Schools may choose to describe up to two additional pieces of information about how their school is supporting students. These self-reported indicators are not factored into school accountability calculations but provide the opportunity for schools to highlight successful programs or practices in addition to the indicators included in school accountability.


MWMA Executive Function Study Shows Rapid Growth

The Montessori philosophy focuses extensively on social, emotional, and executive development for students as well as academic skills. MWMA measured executive function skills based on research indicating that Montessori classrooms foster non-cognitive skills including executive function, creativity, and self-regulation. We used the nationally normed Minnesota Executive Function Scale to assess executive function (working memory, cognitive flexibility, and inhibitory control) in our first grade students at the beginning and end of the school year. Our students use individual work plans to plan, organize, and track the work they complete; they are held accountable for choosing, initiating, and completing work, and checking it off with a teacher. They also complete and present interest-based projects and have opportunities to be mentored by older students in the classroom. At end of year, our first graders compared favorably on the MEFS assessment to national norms (see Chart 1). Scores across time show that their progress from beginning (Time 1) to end of year (Time 2) showed significantly more than normal expected growth for the time period (see Chart 2). This indicates that our 54 first graders increased their working memory, cognitive flexibility, and inhibitory control over the course of the school year to a significantly greater degree than expected from typical developmental growth.

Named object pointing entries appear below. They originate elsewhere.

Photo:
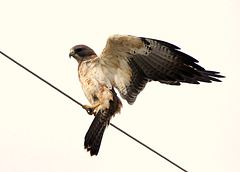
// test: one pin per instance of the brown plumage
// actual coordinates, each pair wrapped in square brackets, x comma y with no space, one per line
[128,63]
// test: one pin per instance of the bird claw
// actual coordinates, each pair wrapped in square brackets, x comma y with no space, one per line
[90,111]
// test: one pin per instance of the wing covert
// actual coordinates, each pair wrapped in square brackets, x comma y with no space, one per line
[141,60]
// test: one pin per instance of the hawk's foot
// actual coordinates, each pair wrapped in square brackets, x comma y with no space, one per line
[91,109]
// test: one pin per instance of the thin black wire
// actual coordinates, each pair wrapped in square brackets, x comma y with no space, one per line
[88,111]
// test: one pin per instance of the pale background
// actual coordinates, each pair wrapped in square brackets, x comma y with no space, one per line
[196,126]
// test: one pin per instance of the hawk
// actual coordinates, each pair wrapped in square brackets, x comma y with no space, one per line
[128,63]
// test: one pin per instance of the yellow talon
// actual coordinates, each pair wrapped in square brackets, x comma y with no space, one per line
[93,107]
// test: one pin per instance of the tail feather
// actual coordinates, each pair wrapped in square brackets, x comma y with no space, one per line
[95,132]
[94,135]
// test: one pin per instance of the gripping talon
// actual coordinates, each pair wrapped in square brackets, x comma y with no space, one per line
[91,109]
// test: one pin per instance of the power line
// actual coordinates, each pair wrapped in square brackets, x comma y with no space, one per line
[89,111]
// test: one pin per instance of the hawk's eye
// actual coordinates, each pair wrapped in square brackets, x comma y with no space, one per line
[78,50]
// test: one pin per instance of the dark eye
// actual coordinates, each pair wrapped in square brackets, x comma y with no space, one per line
[78,50]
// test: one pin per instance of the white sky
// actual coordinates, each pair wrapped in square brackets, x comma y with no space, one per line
[196,126]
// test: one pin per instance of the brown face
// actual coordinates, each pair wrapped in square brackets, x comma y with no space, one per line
[82,52]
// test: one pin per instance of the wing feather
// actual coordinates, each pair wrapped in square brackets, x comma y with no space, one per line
[141,60]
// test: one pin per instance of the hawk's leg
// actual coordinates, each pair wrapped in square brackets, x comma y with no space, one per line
[92,108]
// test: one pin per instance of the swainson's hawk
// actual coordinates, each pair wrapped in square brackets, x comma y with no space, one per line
[128,63]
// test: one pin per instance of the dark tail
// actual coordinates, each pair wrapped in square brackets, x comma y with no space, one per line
[94,135]
[95,132]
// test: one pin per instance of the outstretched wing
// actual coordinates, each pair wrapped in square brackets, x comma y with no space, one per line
[134,61]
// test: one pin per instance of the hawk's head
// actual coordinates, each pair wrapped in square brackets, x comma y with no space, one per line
[82,53]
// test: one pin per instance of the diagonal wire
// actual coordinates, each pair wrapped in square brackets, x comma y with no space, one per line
[89,111]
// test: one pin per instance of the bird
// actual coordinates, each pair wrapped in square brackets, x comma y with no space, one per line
[127,63]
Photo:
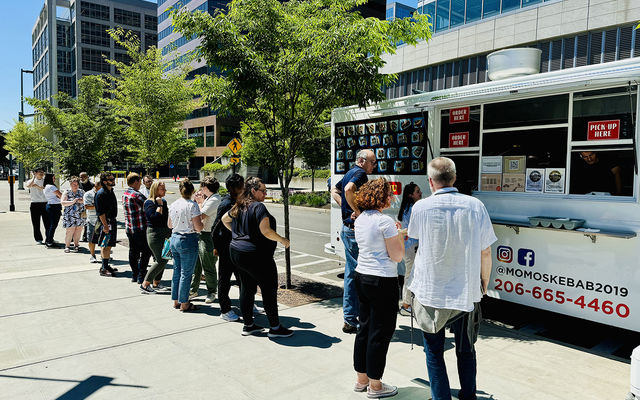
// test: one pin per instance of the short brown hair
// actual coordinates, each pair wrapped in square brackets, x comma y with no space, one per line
[132,178]
[373,195]
[186,188]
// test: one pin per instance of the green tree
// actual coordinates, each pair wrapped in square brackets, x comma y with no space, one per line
[28,143]
[151,103]
[80,126]
[316,152]
[284,64]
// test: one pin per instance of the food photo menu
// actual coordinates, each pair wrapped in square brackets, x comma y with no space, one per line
[399,144]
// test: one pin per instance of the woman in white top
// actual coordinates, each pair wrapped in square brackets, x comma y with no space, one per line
[184,219]
[54,208]
[74,216]
[381,247]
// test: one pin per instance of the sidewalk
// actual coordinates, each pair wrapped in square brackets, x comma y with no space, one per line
[69,333]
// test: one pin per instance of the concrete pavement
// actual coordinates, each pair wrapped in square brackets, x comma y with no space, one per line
[68,333]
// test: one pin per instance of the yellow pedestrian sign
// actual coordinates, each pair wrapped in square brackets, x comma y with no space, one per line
[235,146]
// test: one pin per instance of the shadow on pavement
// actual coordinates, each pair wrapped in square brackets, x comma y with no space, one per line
[308,338]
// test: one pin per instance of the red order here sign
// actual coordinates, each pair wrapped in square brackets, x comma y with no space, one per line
[459,115]
[459,139]
[604,130]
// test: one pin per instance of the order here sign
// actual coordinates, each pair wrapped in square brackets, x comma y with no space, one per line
[604,130]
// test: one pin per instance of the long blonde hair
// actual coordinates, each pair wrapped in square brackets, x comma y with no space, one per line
[154,188]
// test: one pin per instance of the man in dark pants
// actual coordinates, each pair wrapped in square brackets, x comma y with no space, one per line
[344,194]
[221,242]
[38,206]
[107,226]
[136,227]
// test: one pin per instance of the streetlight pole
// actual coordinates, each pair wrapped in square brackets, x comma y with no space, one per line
[21,118]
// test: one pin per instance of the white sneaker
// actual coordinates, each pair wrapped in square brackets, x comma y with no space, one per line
[230,316]
[210,298]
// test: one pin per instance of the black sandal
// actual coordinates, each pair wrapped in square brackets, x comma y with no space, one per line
[192,307]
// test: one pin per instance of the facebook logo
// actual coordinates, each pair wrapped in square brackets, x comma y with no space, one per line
[526,257]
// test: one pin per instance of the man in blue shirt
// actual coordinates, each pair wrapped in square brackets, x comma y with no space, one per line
[344,194]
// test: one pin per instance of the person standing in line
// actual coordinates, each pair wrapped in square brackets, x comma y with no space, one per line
[221,241]
[184,219]
[208,199]
[136,228]
[73,219]
[54,208]
[86,185]
[38,206]
[451,273]
[107,226]
[146,185]
[344,194]
[254,240]
[156,211]
[92,219]
[381,247]
[411,193]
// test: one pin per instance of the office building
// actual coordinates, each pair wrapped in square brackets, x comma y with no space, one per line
[570,33]
[70,40]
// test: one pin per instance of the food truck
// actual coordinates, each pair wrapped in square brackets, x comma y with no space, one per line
[553,157]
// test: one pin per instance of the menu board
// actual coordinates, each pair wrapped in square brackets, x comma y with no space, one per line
[399,144]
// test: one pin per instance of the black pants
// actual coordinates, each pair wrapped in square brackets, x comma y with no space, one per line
[257,269]
[225,269]
[54,211]
[39,211]
[139,255]
[378,298]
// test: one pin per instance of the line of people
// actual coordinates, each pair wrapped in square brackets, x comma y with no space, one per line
[200,229]
[442,242]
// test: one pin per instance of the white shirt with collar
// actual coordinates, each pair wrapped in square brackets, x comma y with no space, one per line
[452,230]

Accelerated Learners Program Builds Resilience

MWMA enrolls a significant number of students who possess cognitive gifts in the areas of verbal, quantitative, and spatial reasoning. These students, if not adequately challenged, are susceptible to 1) poor work ethic due to boredom (and even behavioral problems), 2) anxiety in conjunction with perfectionism, and/or 3) an inability to take risks and embrace mistakes. Some students are "twice exceptional", possessing both cognitive gifts and learning disabilities. We have implemented a highly successful Accelerated Learners program to identify and better serve these students. Our program is founded upon a philosophy of "growth mindset", the belief that intelligence can be developed and that growth and achievement come through effort, not merely natural ability (from Stanford University): We use the CogAT (a cognitive abilities test to assess verbal, quantitative, and nonverbal reasoning skills) along with teacher surveys and academic testing, to qualify students for our program. Students with high verbal, spatial, and/or quantitative reasoning skills participate in enrichment groups to follow their interests and passions. They go on experiential learning outings and complete projects with the goal of challenging themselves, learning to cope with failure and difficulty, and integrating critical thinking and problem-solving skills into authentic work.